C’est, c’est, c’est […]
|
||||
3. |
||||
J’aime ma mie, j’aime aussi ma bouteille,
Toutes les deux ont su charmer mon cœur,
J’aime ma mie par son humeur,
Et ma bouteille, et ma bouteille,
J’aime ma mie par son humeur,
Et ma bouteille par sa liqueur.
⎯ La belle, vous avez deux pommes
Que je chéris si tendrement,
J’les cueillerais si goulûment
Comme fit le premier des hommes,
Je monterais sans faire de bruit
Dans l’arbre qui produit le fruit.
— Monsieur si mes pommes vous plaisent,
Je vous le jure, en vérité,
Dans l’arbre vous pouvez monter
Pour les cueillir tout à votre aise,
Et si l’arbre vous paraît doux,
Mettez-vous à l’ombre dessous.
J’avais promis à ma chère maîtresse
De l’aimer jusqu’au tombeau ;
C’est sur la feuille d’un ormeau,
Qu’j’avais signé cette promesse,
Il s’éleva un petit vent,
Adieu la feuille et le serment.
Nous voilà tous, mes amis, à la table,
N’y pensons plus qu’à nous divertir,
Et quand on a bien su choisir,
Que la débauche est agréable,
Et quand on a bien su choisir,
On boit le vin avec plaisir.
Si les jambes me font des gestes,
Et si je fais quelques faux pas,
Non jamais je ne tombe en bas,
De tous côtés je me redresse,
Et jusqu’à la fin de la nuit,
Le flambeau du vin me conduit.
D’une bamboche sans pareille,
On dit que j’abrège mes jours ;
Je me ris de tous vos discours
Tout en caressant ma bouteille,
J’ai commencé dans mon berceau
Je finirai dans mon tombeau.
Quand je s’rai mort, chers camarades,
Vous metterez dans mon tombeau
Une bouteille de vin nouveau,
Une saucisse, une salade :
De ce bon vin nous n’aurons pas
Quand nous serons dans ces lieux bas.
|
||||
4. |
||||
Ma maîtresse fait bien sa fière
Quand elle me dit qu’elle ne veut plus m’aimer.

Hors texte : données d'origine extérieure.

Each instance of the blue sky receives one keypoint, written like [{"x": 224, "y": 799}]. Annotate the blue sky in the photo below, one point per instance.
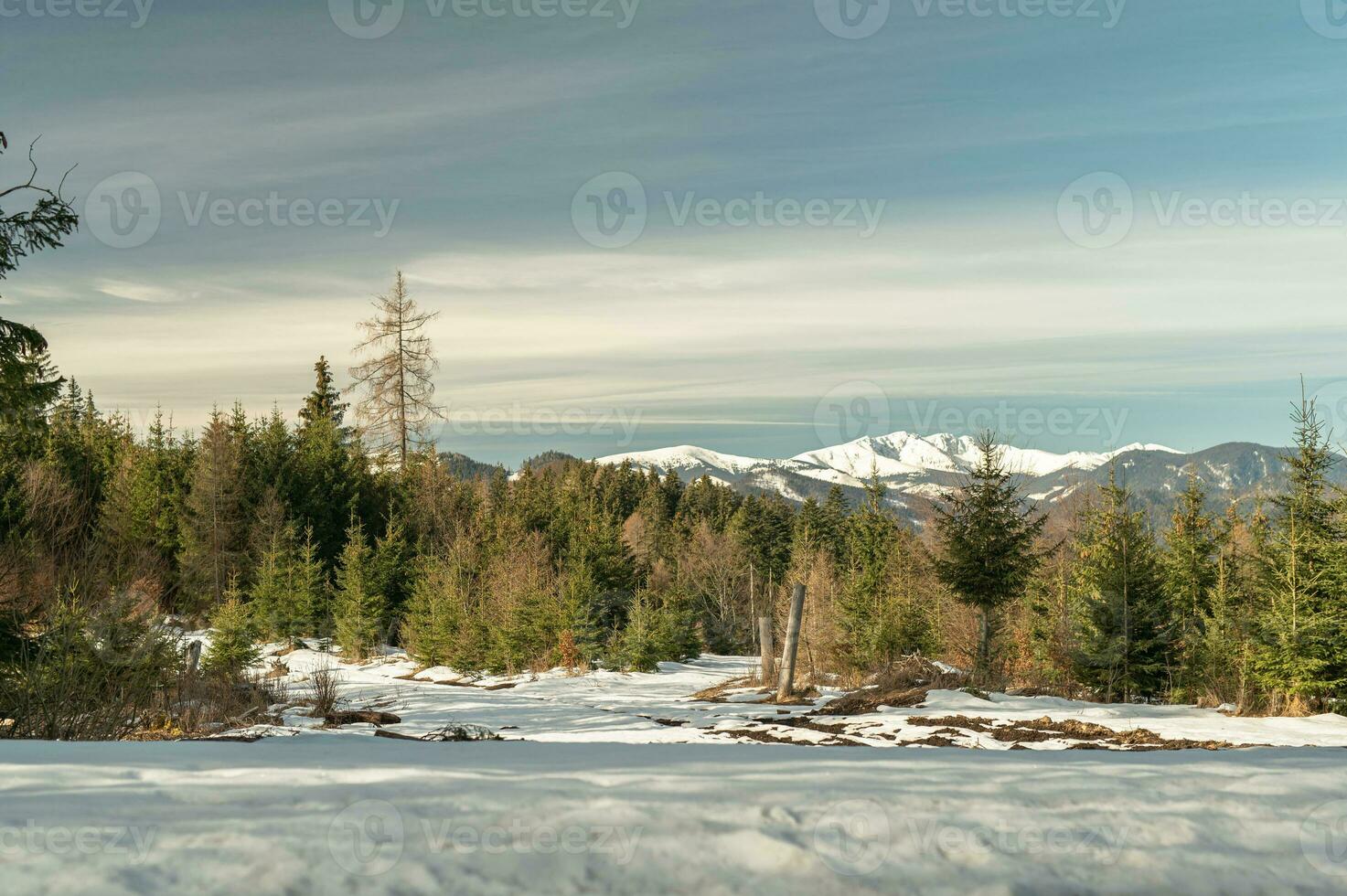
[{"x": 458, "y": 147}]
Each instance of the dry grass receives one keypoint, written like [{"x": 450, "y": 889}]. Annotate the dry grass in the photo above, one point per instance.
[
  {"x": 324, "y": 691},
  {"x": 904, "y": 683}
]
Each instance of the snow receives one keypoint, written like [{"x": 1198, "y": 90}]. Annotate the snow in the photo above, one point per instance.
[
  {"x": 685, "y": 457},
  {"x": 598, "y": 787},
  {"x": 899, "y": 458}
]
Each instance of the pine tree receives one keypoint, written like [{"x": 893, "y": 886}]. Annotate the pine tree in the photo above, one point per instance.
[
  {"x": 399, "y": 401},
  {"x": 1122, "y": 588},
  {"x": 435, "y": 611},
  {"x": 358, "y": 606},
  {"x": 278, "y": 606},
  {"x": 988, "y": 540},
  {"x": 1191, "y": 571},
  {"x": 1303, "y": 622},
  {"x": 233, "y": 640},
  {"x": 214, "y": 532},
  {"x": 311, "y": 591},
  {"x": 324, "y": 403}
]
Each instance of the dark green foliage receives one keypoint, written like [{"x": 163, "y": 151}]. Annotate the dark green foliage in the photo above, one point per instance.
[
  {"x": 989, "y": 545},
  {"x": 233, "y": 640},
  {"x": 1301, "y": 625},
  {"x": 358, "y": 606},
  {"x": 88, "y": 674},
  {"x": 1125, "y": 640}
]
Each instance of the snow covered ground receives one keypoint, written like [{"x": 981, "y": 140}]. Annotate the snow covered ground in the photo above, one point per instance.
[{"x": 621, "y": 783}]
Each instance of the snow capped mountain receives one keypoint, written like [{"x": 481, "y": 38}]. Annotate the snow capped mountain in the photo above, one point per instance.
[{"x": 904, "y": 461}]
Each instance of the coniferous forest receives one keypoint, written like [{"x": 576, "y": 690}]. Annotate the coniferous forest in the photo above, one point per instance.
[{"x": 347, "y": 522}]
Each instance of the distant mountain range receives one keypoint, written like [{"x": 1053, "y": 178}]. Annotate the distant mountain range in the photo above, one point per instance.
[{"x": 916, "y": 469}]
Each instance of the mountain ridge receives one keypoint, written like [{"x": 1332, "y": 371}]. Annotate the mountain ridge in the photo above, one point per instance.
[{"x": 916, "y": 469}]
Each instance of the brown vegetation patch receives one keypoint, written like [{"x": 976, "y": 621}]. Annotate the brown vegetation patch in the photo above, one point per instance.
[
  {"x": 772, "y": 737},
  {"x": 715, "y": 693},
  {"x": 904, "y": 683},
  {"x": 1091, "y": 736},
  {"x": 362, "y": 716}
]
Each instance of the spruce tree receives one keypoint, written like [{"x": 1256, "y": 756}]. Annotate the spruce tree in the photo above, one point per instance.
[
  {"x": 214, "y": 532},
  {"x": 1303, "y": 620},
  {"x": 1191, "y": 571},
  {"x": 324, "y": 403},
  {"x": 233, "y": 647},
  {"x": 358, "y": 605},
  {"x": 1121, "y": 581},
  {"x": 988, "y": 545},
  {"x": 435, "y": 611}
]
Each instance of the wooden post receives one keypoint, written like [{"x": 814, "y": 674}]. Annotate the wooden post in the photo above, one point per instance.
[
  {"x": 792, "y": 645},
  {"x": 768, "y": 654}
]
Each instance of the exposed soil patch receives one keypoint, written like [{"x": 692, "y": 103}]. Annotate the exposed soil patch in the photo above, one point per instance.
[
  {"x": 766, "y": 736},
  {"x": 1045, "y": 730},
  {"x": 905, "y": 683},
  {"x": 362, "y": 716},
  {"x": 720, "y": 693}
]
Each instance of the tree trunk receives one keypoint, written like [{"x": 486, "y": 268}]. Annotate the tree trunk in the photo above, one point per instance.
[
  {"x": 768, "y": 654},
  {"x": 792, "y": 645}
]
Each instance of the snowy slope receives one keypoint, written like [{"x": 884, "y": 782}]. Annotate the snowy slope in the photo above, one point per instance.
[
  {"x": 905, "y": 463},
  {"x": 600, "y": 795}
]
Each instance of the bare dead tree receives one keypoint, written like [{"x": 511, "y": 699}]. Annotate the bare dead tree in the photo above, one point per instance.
[{"x": 396, "y": 376}]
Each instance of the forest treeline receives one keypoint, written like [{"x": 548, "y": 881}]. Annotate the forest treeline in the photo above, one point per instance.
[
  {"x": 347, "y": 523},
  {"x": 290, "y": 528}
]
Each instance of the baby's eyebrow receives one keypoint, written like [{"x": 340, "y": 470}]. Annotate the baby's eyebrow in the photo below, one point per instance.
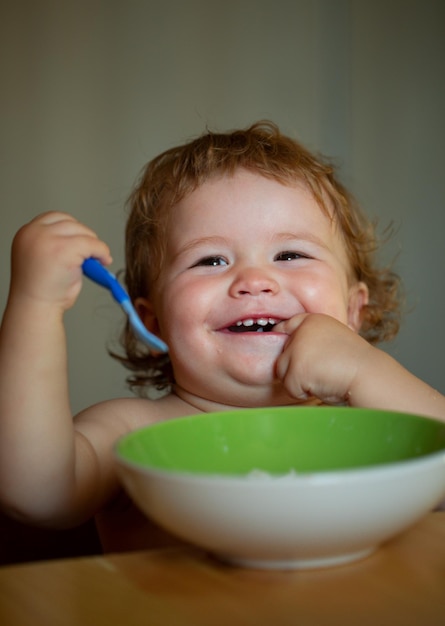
[
  {"x": 200, "y": 242},
  {"x": 302, "y": 236}
]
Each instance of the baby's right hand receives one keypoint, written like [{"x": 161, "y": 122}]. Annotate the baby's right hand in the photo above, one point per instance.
[{"x": 47, "y": 257}]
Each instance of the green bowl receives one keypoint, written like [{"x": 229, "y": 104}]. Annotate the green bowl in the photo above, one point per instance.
[{"x": 289, "y": 486}]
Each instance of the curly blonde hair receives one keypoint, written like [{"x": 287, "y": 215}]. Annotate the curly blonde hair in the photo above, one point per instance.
[{"x": 263, "y": 149}]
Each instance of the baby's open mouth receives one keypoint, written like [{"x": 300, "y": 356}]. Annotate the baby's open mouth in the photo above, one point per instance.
[{"x": 250, "y": 325}]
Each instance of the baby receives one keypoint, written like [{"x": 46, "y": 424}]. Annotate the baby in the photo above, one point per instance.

Mais elle, mais elle pourrait bien s’y tromper,
Pour un amant qui la fréquente,
Mais elle, mais elle pourrait bien s’y tromper,
Pour un amant qui l’a tant aimée.
En passant devant sa porte,
J’ai t-entendu qu’elle parlait mal de moi.
Mais moi, mais moi qui cultivait son cœur,
N’aurais-je pas la récompense ?
Mais moi, mais moi qui cultivait son cœur,
N’aurais-je pas la plus belle des fleurs ?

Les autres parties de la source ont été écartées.